Publicado em: Sex, 08/04/16 - 03h00
Já dizia um amigo meu: brasileiro quer tirar proveito de tudo...

No fim do mês passado aconteceu com ele. Um sujeito alto, forte, muito bem-nutrido, que nunca teve problemas de saúde, de repente, caiu de cama. Ele, mais um entre tantos outros cidadãos, estava “fora de circulação”, pelo menos por alguns dias. Em plena idade produtiva, estava difícil aguentar as dores de cabeça fortíssimas, o mal-estar, as manchas vermelhas pelo corpo, a febre alta e a raiva.

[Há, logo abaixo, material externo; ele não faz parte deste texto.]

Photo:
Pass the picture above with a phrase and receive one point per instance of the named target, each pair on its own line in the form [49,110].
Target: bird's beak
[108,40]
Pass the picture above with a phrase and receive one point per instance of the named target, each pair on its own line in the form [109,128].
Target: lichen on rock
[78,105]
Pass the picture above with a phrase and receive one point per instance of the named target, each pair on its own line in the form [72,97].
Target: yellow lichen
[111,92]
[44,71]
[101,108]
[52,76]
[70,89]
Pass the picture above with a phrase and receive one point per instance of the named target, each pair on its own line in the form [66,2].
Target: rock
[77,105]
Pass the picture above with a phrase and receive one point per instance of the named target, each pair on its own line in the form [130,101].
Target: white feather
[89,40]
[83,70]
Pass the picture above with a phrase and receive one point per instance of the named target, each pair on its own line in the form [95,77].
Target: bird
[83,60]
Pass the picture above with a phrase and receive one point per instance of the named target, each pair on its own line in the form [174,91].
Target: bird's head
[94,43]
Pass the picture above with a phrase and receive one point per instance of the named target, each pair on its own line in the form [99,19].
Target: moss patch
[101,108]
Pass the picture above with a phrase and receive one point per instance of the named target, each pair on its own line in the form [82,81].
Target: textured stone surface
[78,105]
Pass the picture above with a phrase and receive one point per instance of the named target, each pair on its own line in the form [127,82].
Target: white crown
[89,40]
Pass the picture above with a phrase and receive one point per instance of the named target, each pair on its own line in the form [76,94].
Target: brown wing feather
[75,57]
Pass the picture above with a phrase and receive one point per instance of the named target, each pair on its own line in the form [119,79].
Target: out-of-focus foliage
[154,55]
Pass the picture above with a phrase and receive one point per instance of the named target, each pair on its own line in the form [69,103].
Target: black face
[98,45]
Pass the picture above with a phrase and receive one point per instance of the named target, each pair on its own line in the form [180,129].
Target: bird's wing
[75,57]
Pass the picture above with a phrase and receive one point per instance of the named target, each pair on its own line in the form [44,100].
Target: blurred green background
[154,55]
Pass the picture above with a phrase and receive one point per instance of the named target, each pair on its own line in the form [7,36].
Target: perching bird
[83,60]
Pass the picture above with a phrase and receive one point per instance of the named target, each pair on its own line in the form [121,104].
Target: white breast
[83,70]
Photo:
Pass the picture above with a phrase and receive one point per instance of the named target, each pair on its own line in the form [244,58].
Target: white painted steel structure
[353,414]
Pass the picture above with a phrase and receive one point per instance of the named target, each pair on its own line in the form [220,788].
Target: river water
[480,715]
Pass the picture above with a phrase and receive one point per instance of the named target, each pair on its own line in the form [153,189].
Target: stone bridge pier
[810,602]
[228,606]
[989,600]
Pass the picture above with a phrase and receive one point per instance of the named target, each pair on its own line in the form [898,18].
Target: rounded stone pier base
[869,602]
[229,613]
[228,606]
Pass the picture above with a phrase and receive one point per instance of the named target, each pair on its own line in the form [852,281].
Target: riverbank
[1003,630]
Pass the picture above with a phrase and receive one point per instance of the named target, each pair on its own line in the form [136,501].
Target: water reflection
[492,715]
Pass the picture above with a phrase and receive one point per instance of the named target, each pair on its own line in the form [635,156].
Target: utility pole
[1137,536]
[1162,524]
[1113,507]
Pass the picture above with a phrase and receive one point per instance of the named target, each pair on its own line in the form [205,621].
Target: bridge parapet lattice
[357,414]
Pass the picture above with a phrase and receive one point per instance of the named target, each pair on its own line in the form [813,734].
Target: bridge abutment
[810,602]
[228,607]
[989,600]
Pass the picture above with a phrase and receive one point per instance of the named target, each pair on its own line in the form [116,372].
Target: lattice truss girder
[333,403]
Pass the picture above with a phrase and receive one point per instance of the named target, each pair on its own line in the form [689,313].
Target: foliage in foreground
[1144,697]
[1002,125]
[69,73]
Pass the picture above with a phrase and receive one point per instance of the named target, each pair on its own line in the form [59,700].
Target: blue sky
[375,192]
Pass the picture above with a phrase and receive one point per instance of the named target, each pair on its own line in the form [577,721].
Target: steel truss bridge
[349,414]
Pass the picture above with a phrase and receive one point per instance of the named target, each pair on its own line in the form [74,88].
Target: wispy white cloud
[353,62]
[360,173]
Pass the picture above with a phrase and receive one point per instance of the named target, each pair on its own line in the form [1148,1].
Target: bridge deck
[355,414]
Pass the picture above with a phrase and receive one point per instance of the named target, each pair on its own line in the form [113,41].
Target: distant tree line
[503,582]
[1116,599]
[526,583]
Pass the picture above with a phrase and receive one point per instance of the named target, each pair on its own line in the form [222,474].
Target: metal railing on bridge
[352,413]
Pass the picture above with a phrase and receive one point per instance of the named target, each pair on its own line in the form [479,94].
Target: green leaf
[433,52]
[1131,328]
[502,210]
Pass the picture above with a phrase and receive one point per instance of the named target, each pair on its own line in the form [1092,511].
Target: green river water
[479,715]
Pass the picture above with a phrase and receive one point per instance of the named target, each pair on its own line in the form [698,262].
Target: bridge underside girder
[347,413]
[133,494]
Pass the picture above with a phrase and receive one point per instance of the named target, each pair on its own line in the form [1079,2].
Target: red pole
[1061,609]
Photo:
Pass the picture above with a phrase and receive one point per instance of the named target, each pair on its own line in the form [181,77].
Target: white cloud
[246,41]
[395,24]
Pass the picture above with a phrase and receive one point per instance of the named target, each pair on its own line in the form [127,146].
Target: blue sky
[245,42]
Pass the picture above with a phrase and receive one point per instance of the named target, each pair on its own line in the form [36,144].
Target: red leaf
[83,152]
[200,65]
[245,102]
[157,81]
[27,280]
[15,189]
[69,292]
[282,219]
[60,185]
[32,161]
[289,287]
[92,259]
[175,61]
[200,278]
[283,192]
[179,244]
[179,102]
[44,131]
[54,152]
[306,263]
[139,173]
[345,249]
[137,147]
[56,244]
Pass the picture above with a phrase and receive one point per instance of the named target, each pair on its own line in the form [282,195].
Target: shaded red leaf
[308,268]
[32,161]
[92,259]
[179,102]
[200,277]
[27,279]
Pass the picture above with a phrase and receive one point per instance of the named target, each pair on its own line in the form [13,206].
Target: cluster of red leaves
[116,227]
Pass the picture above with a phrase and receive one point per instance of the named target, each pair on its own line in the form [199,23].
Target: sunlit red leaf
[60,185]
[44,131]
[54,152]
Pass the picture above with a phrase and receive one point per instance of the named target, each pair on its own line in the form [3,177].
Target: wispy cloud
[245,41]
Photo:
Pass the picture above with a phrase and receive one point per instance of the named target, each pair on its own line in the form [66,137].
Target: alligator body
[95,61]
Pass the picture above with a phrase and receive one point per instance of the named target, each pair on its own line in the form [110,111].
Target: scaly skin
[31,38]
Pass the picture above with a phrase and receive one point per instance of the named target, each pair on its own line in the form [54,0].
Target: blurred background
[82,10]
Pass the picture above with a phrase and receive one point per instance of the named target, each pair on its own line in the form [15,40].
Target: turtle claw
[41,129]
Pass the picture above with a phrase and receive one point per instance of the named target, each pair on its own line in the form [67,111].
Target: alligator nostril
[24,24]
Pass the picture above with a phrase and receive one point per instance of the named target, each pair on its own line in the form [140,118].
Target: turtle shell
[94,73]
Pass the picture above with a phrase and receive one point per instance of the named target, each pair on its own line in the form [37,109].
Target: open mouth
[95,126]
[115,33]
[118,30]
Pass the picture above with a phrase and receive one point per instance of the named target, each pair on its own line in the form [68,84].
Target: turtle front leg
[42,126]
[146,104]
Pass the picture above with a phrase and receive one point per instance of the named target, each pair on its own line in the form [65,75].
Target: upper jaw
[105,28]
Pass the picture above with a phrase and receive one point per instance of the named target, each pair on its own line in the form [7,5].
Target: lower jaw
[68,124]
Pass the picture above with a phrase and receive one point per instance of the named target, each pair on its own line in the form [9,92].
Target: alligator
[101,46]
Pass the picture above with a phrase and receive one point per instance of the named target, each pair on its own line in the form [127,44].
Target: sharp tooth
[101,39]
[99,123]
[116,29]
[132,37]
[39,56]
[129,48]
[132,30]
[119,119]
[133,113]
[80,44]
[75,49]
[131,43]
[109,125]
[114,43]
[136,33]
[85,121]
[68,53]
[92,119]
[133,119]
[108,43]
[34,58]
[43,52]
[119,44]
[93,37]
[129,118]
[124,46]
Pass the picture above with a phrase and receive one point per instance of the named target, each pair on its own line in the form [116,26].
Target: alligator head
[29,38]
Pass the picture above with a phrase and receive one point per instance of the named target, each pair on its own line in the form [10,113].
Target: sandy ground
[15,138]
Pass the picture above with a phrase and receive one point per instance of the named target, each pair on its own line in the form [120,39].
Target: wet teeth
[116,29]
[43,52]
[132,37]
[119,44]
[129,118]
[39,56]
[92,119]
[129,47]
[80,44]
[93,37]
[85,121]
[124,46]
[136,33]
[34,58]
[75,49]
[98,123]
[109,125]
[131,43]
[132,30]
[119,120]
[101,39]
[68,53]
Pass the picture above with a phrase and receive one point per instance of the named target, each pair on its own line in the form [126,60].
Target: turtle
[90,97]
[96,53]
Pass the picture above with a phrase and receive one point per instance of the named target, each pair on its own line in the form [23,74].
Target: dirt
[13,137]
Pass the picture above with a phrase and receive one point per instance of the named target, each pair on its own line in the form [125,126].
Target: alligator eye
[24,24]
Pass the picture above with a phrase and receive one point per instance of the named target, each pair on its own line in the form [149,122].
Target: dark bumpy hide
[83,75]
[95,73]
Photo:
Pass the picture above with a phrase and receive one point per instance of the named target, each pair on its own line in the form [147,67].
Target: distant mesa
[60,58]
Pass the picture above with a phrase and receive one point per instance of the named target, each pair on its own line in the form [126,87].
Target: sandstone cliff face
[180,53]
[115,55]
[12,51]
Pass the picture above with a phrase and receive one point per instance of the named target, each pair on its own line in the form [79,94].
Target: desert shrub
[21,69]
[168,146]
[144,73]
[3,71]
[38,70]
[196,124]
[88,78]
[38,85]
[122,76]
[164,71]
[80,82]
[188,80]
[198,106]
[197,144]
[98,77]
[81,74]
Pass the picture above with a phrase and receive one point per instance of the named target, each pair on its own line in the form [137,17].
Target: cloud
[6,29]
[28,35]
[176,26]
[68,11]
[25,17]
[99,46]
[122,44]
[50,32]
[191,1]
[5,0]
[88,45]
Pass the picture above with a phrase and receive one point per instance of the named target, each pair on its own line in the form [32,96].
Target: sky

Isso mesmo, uma raiva incontrolável acompanhada de uma revolta absurda.

O cara, que já andava xingando todos os políticos do país (por motivos óbvios), acrescentou o infeliz do mosquito, a quem se refere como “o tal do Aedes”, a sua lista de desafetos. “O desgraçado é pequeno, feio, tem pernas compridas e com listras brancas, desenvolve-se em água parada e ainda pode matar. Pode tanto que vem matando há anos e anos, sem ser eliminado como deveria”, esbraveja para quem possa ouvir. Pior. Não bastasse transmitir a dengue, a “praga ainda inventou de propagar o zika vírus e a chikungunya”.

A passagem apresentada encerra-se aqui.